C- Sens et Portée de l’arrêt du 14 juin 2012

La Cour reprendra tous ces arguments dans la motivation conduisant à l’arrêt d’infirmation du 14 juin 2012 :

Sur l’absence de cause : Considérant que force est de constater qu’aucun document contractuel ne fait état du billet litigieux, dont la cause n’est donc pas clairement et indiscutablement établie… »

Et encore : «Considérant que la Cour ne trouve dans les pièces versées au dossier aucune justification ni aucun sens à l’attitude du vendeur du fonds qui ne s’est garanti que pour une faible partie du solde du crédit vendeur et pour un montant que rien n’explique…

Considérant que la Cour relève que les explications de Madame S, sur la cause du billet à ordre sont cohérentes, et note que le chiffre de 75 000 € représente à la fois le montant des trois chèques qui devaient être encaissés lors de la signature de l’acte, et celui du prêt qu’elle devait obtenir avant le 30/07/2005, et qui constituait une des conditions suspensives prévues dans le compromis ».

Sur la fraude : «Considérant que la société E a attendu près de trois ans avant d’en demander le paiement à Madame SOUCHON, alors au surplus que la société était en liquidation judiciaire depuis le 2/02/2007, et qu’il était constant que le solde du prix ne serait plus payé par la société… »

Et de conclure «Considérant que s’il est exact que Madame S est attraite en paiements en sa qualité de l’avaliste et non en qualité de souscripteur du billet, il n’en reste pas moins que l’action s’inscrit dans un contexte de fraude, compte tenu du faisceau d’éléments ci-dessus rappelés et que le porteur apparaît comme de mauvaise foi ».

Pour tous ces motifs, le jugement du Tribunal de Commerce de Paris qui avait condamné Madame S à payer le montant du billet à ordre, est infirmé, et Madame S est déchargée de son obligation d’avaliste.

De plus, la Cour condamne la société E à lui payer les sommes de 5 000 € pour abus dans le droit d’agir en justice, outre 5 000 € au titre de l’article 700 du Code de Procédure Civile.

L’arrêt de la Cour d’Appel de Paris du 14 juin 2012 consacre la victoire de la bonne foi.

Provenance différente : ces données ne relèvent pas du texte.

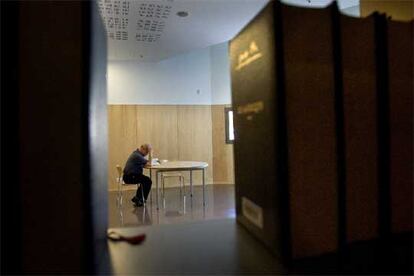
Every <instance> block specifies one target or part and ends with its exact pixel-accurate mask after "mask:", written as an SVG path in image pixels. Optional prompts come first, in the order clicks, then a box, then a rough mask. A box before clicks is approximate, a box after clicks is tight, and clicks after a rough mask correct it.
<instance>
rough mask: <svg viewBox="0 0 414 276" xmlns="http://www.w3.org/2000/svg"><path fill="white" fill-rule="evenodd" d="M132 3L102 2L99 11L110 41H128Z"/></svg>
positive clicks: (104, 1) (126, 1)
mask: <svg viewBox="0 0 414 276" xmlns="http://www.w3.org/2000/svg"><path fill="white" fill-rule="evenodd" d="M130 5H131V3H130V1H121V0H101V1H99V2H98V6H99V11H100V13H101V16H102V20H103V22H104V24H105V27H106V31H107V34H108V38H109V39H114V40H128V37H129V34H128V24H129V18H128V16H129V13H130Z"/></svg>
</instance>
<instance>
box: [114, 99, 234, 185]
mask: <svg viewBox="0 0 414 276" xmlns="http://www.w3.org/2000/svg"><path fill="white" fill-rule="evenodd" d="M222 108H223V109H224V107H222ZM223 112H224V111H223ZM223 116H224V114H223ZM108 121H109V128H108V129H109V162H108V176H109V177H108V181H109V185H108V187H109V189H110V190H113V189H116V182H115V180H116V169H115V166H116V164H120V165H121V166H124V165H125V162H126V160H127V158H128V156H129V154H130V153H131V152H132V151H133V150H134V149H136V148H137V147H139V146H140V145H141V144H143V143H151V144H152V145H153V147H154V157H157V158H159V159H168V160H170V161H172V160H194V161H205V162H207V163H208V164H209V167H208V169H207V170H206V182H207V183H213V171H214V167H215V166H214V165H213V141H212V140H213V139H212V134H213V128H212V109H211V106H209V105H204V106H201V105H196V106H190V105H180V106H178V105H152V106H149V105H109V106H108ZM223 124H224V117H223ZM225 147H227V146H225ZM229 156H231V157H232V152H231V154H229V153H227V154H226V157H225V158H226V159H222V161H223V160H230V159H229ZM220 158H221V157H220ZM231 160H232V158H231ZM222 161H221V163H222V165H220V167H221V168H222V170H224V171H226V173H224V174H223V173H221V174H219V175H230V173H229V172H227V171H229V170H230V171H231V172H232V170H233V167H232V162H230V165H229V164H227V162H222ZM229 166H231V167H229ZM185 178H186V182H187V183H188V182H189V174H188V173H185ZM173 181H175V182H176V180H173ZM219 182H227V181H219ZM193 183H194V184H195V185H197V184H201V173H198V172H195V173H194V182H193ZM171 184H174V183H171V182H168V181H167V183H166V186H169V185H171ZM175 184H176V183H175ZM131 188H135V187H133V186H131Z"/></svg>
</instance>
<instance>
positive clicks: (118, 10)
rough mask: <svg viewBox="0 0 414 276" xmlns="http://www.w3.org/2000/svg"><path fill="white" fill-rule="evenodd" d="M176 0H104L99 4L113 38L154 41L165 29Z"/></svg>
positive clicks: (109, 32) (156, 39) (102, 15)
mask: <svg viewBox="0 0 414 276" xmlns="http://www.w3.org/2000/svg"><path fill="white" fill-rule="evenodd" d="M172 2H173V1H172V0H168V1H162V2H161V1H127V0H100V1H99V2H98V5H99V10H100V12H101V16H102V19H103V21H104V24H105V27H106V30H107V33H108V38H109V39H111V40H115V41H116V40H130V39H135V41H139V42H149V43H152V42H155V41H157V40H158V39H159V38H160V37H161V35H162V33H163V31H164V27H165V20H166V19H168V17H169V15H170V13H171V8H172V6H171V5H170V4H168V3H172ZM130 24H132V25H130Z"/></svg>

Elle va au-delà de la seule apparence des actes, et s’interroge sur la réelle intention des parties au moment de leur conclusion.

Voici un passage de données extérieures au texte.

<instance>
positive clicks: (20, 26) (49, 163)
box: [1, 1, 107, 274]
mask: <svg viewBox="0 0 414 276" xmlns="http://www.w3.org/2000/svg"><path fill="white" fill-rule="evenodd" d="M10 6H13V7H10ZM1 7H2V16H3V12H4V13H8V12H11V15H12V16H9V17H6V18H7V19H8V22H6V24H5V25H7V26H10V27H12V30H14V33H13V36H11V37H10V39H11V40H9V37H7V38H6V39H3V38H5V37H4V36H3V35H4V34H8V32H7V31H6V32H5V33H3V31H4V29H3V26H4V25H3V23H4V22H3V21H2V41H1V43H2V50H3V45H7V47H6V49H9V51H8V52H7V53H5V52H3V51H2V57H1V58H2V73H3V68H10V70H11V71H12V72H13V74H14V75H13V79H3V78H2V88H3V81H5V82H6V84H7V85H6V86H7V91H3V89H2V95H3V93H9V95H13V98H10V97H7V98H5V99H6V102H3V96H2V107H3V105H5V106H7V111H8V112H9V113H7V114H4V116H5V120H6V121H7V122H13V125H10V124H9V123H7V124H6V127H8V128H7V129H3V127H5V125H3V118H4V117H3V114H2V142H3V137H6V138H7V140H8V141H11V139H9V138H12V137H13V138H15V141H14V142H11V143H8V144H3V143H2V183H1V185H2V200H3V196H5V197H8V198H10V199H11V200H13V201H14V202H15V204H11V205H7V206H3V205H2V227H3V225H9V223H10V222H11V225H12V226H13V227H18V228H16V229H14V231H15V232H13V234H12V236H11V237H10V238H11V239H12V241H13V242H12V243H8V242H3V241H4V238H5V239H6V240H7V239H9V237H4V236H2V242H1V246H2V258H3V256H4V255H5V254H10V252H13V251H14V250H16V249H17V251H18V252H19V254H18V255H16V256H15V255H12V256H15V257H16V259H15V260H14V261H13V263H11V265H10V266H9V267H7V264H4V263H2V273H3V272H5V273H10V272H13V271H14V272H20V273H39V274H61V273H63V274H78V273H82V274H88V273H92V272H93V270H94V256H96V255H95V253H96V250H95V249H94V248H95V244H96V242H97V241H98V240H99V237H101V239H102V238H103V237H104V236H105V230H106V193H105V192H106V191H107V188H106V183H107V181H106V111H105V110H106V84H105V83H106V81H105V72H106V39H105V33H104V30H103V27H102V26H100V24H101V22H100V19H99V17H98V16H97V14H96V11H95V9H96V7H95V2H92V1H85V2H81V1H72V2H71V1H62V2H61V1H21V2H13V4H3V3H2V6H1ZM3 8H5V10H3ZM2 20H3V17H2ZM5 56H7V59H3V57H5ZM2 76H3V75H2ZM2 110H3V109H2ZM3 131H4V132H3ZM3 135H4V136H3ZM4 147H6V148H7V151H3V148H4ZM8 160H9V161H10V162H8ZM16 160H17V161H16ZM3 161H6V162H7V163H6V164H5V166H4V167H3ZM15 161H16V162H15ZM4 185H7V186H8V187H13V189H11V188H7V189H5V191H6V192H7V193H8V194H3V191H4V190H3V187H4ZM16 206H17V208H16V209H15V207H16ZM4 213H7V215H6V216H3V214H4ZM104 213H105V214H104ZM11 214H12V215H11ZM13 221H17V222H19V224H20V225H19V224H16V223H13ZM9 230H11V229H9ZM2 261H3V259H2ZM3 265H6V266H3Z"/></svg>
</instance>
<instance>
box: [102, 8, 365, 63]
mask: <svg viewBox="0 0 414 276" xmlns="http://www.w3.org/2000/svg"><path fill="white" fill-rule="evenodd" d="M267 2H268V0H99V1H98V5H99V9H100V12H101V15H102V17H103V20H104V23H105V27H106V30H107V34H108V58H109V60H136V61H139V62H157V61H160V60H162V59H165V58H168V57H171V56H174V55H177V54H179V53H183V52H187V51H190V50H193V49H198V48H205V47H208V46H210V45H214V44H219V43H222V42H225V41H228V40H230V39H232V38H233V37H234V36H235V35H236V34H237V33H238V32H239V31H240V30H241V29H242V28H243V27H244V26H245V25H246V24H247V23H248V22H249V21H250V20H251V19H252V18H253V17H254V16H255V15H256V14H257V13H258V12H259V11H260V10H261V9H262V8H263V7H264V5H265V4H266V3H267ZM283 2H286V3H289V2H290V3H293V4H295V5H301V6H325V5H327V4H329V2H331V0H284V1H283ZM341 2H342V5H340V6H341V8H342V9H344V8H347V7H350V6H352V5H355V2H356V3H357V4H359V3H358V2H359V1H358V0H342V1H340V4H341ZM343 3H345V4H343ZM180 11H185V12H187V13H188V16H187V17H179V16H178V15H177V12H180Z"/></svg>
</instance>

En cela, l’arrêt introduit une part de morale dans les affaires, et la solution est d’autant plus remarquable qu’il s’agit d’une matière où le principe est celui de l’inopposabilité des exceptions.

Serait-ce le retour de la théorie de la « causa remota » (cause éloignée) chère au droit romain ? Rie n’est moins sûr, car le droit positif français reste attaché à la seule cause figurant dans les contrats (théorie dite de la causa proxima).

En tout cas, les souscripteurs et les avalistes des effets de commerce savent que par exception au principe de l’inopposabilité des exceptions, ils peuvent s’opposer au paiement en cas de fraude, d’absence de cause, d’illicéité ou de mauvaise foi du porteur.

Sa portée dépasse, semble-t-il, les limites des seuls effets de commerce, car rien n’empêche le signataire d’un chèque (hors perte), de refuser de le payer en invoquant l’absence de cause.

Mais il faudra alors qu’il ait des arguments solides.